I sintomi gravi dell’influenza nei bambini

Nei bambini, soprattutto quelli fino a due anni, occorre prestare particolare attenzione a questi segnali:

  • respirazione troppo veloce o difficoltosa;
  • labbra o viso bluastri;
  • dolore al petto;
  • dolore muscolare grave con difficoltà a deambulare;
  • disidratazione (se non viene espulsa urina per più di 8 ore, con secchezza delle fauci e pianto senza lacrime);
  • convulsioni;
  • febbre superiore a 40 gradi;
  • febbre o tosse che migliorano ma si ripresentano in forme più gravi.

Nei lattanti, la febbre va monitorata con particolare attenzione, perché può essere indice di un’infezione su cui occorre intervenire tempestivamente. Se il bimbo è sotto i 6 mesi, occorre contattare il pediatra entro 24 ore dall’insorgenza della febbre, mentre tra i 6 e 12 mesi è bene chiamare il medico se il bimbo è pallido e poco reattivo.

Come trattare l’influenza

Se insorgono i sintomi tipici, benché fastidiosi, come il mal di gola, i dolori articolari o la congestione nasale, quello che si consiglia di fare nell’immediato è mettersi a riposo e idratarsi in modo adeguato a reintegrare i liquidi e i sali minerali persi a causa della sudorazione e dalle alte temperature.
Il ricorso ai farmaci può essere utile in alcuni casi. Tra i più utilizzati vi sono

  • analgesici, in caso di dolori muscolari e scheletrici;
  • antipiretici, per abbassare la temperatura del corpo (se supera i 38 gradi);
  • antibiotici: questi possono venire prescritti dal medico dopo accurata valutazione dei sintomi solo in caso di insorgenza di sovrainfezioni batteriche, perché contro un’infezione virale semplice questi farmaci non hanno effetto.

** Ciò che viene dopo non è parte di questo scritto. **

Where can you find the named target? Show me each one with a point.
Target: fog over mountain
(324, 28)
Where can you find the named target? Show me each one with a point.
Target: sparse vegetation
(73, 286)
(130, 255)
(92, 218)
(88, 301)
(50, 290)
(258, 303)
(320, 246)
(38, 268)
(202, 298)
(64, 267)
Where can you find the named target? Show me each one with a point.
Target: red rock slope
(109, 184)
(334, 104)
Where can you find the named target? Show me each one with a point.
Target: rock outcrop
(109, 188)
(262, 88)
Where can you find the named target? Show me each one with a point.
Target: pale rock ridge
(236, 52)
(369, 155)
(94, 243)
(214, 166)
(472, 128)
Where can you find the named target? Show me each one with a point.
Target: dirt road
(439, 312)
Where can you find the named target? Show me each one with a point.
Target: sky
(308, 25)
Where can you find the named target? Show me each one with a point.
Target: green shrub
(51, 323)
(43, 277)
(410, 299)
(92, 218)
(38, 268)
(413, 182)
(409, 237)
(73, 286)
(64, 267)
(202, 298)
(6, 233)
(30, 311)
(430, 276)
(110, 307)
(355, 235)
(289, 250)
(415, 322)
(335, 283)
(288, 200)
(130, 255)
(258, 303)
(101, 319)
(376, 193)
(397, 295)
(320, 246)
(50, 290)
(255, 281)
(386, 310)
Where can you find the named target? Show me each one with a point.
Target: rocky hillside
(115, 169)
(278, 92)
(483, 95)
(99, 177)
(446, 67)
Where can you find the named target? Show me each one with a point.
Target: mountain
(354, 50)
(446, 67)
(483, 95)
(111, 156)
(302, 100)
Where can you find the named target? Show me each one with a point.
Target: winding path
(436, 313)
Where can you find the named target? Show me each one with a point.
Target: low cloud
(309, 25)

In caso di insorgenza di sintomi gravi nei bambini e nei soggetti fragili prima menzionati, è bene rivolgersi quanto prima al proprio medico di famiglia.

Una tempesta di citochine: quando l’organismo umano non risponde in maniera corretta

La Storia dell’Uomo ha visto diverse ondate di influenza. Una di queste è stata l’influenza spagnola che colpì l’Europa tra il 1918 e il 1920, all’indomani della Prima Guerra Mondiale. Ancora oggi si studiano le ragioni per cui quel tipo di influenza causò la morte di decine di milioni di persone in tutto il mondo (si parla di ben 100 milioni di decessi). A distanza di tempo sono stati effettuati studi su virus estratti da corpi congelati delle vittime e si è scoperto che una delle probabili cause di questa pandemia è da imputare a una risposta immunitaria fuori controllo, chiamata anche “tempesta di citochine” o ipercitochinemia.
Il normale rilascio di citochine è indispensabile per la nostra risposta immunitaria, ma se questo rilascio è troppo violento (o se è addirittura l’agente patogeno a causare il rilascio di citochine) le conseguenze possono anche essere fatali. Abbiamo visto che sono le citochine a determinare i sintomi, perché entrano nel nostro sistema sanguigno e coinvolgono diversi organi vitali; se la loro azione è troppo violenta, i sintomi di conseguenza peggioreranno e l’organismo potrà addirittura arrivare ad attaccare sé stesso. È quello che molto probabilmente è successo durante l’influenza spagnola e, secondo alcuni studiosi, potrebbe essere stata anche la causa di altre pandemie influenzali come quella di SARS del 2003 e di influenza aviaria H5N1 dal 2004 al 2007.